Dagli undici comparti ne usciranno quattro: Funzioni Centrali, Funzioni Locali, Sanità, Istruzione e ricerca. Sostanzialmente sono state accorpate le Amministrazioni centrali e fuse quelle relative all'Istruzione, gli altri due settori rimangono immutati. Da questa riorganizzazione rimane però esclusa la Presidenza del Consiglio che farà reparto a sé. In questo modo il Governo avrà maggiori possibilità di manovra nel gestire il personale, la flessibilità, la mobilità e gli spostamenti di sede anche a lunghe distanze che sono tutti cavalli di battaglia della controriforma della pubblica amministrazione che porta la firma dell'attuale ministra Madia.
Anche il modello contrattuale sarà stravolto, con una parte comune a tutto il settore pubblico e una parte cosiddetta speciale di comparto, magari demandando, tra una deroga e l'altra, alla contrattazione di secondo livello. In questo modo si taglieranno numerose voci del salario accessorio andando verso quella semplificazione che in soldoni significa perdita economica per i lavoratori. La stessa rappresentanza sindacale sarà stravolta perché le organizzazioni che adesso superano la soglia del 5%, che nel pubblico consente la rappresentanza e i diritti come permessi e distacchi, diluite in comparti più grandi si ritroveranno al di sotto. Ma a loro il governo concederà il “diritto di tribuna” che non conta niente. “Queste sigle - precisa il presidente dell’Aran - avranno diritto di presenza ai tavoli negoziali, senza avere diritto di parola o godere delle prerogative sindacali”.
Ricordiamo che il governo è stato costretto a muoversi da una sentenza della Corte Costituzionale, che risale a ben 9 mesi fa, la quale ha dichiarato illegittimo il blocco dei contratti pubblici, altrimenti esso sarebbe continuato. Ma adesso Renzi e i suoi ministri stanno cercando di ritorcere il giudizio della Consulta contro i lavoratori. Da una parte aggirando la sentenza con una offensiva elemosina, stanziando per il rinnovo la cifra di 300 milioni di euro per il 2016 che divisa per il numero dei dipendenti pubblici porterebbe a un aumento (se uguale per tutti) di 8 euro mensili. Dall'altra ridando slancio alla privatizzazione della pubblica amministrazione.

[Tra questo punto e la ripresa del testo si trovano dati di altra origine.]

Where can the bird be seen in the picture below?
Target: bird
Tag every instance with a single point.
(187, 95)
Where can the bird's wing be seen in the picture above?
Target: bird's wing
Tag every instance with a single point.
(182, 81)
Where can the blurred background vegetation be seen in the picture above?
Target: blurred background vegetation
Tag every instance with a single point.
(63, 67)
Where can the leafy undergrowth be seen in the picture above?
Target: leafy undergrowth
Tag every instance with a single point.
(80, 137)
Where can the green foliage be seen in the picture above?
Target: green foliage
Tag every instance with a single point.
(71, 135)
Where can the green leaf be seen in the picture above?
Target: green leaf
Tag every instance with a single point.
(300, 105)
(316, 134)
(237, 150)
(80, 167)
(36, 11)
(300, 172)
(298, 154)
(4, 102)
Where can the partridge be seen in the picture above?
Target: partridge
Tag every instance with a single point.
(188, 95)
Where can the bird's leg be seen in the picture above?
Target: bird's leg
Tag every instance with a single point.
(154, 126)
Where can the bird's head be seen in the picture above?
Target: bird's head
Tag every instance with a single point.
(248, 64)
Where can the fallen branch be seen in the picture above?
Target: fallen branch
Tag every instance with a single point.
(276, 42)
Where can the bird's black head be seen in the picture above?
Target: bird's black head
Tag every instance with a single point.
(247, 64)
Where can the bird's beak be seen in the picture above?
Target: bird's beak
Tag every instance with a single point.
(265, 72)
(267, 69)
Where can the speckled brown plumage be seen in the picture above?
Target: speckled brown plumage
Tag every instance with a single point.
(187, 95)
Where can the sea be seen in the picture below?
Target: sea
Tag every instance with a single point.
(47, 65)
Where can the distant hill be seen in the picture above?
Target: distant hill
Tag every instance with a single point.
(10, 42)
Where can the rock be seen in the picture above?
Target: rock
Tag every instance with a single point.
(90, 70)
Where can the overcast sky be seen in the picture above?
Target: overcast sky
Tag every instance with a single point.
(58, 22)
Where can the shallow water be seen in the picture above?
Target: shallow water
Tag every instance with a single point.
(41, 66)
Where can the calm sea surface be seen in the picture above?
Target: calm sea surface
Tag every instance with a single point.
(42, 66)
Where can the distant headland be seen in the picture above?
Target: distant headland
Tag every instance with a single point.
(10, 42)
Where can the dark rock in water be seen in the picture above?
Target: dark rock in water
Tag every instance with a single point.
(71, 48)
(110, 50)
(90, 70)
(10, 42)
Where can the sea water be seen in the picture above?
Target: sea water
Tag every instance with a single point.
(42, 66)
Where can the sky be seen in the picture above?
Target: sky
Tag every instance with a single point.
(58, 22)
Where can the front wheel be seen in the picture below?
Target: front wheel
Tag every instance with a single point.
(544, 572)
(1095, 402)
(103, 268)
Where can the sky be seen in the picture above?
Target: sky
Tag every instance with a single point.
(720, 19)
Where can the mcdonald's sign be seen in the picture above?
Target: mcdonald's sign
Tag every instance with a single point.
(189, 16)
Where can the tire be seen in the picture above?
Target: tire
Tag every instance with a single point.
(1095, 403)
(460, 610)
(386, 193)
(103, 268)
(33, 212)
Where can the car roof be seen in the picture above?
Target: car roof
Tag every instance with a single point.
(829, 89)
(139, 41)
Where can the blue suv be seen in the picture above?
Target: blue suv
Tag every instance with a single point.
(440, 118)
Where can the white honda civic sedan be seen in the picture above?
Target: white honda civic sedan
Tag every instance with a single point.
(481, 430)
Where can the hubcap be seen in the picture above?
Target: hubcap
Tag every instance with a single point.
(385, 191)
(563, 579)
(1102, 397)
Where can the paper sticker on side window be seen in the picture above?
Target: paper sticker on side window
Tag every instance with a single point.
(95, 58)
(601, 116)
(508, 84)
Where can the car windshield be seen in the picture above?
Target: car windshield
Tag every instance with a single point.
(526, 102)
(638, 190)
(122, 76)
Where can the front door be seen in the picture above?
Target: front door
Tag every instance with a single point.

In questo contesto vanno visti i continui attacchi ai dipendenti pubblici che sono dipinti come la causa del malfunzionamento della macchina statale distogliendo l'attenzione dalle reali cause che sono anzitutto i continui tagli alle risorse finanziarie da parte di tutti i governi che stanno mettendo in ginocchio interi settori pubblici come la sanità e la scuola. Il governo Renzi non si ferma nemmeno davanti al diritto di sciopero, estendendo la già restrittiva assegnazione di “servizi pubblici essenziali” perfino a chi lavora nei siti turistici.
In questi anni di blocco contrattuale i lavoratori del settore pubblico hanno perso quasi 5mila euro. I sindacati non possono accettare un'elemosina di otto euro come quella proposta dal Governo ma devono pretendere un rifinanziamento per il rinnovo del contratto che possa garantire aumenti adeguati, respingere le privatizzazioni e rivendicare la stabilizzazione dei precari e il bando di nuovi concorsi, specie nei settori dove c'è più urgenza di nuovo personale come nella sanità.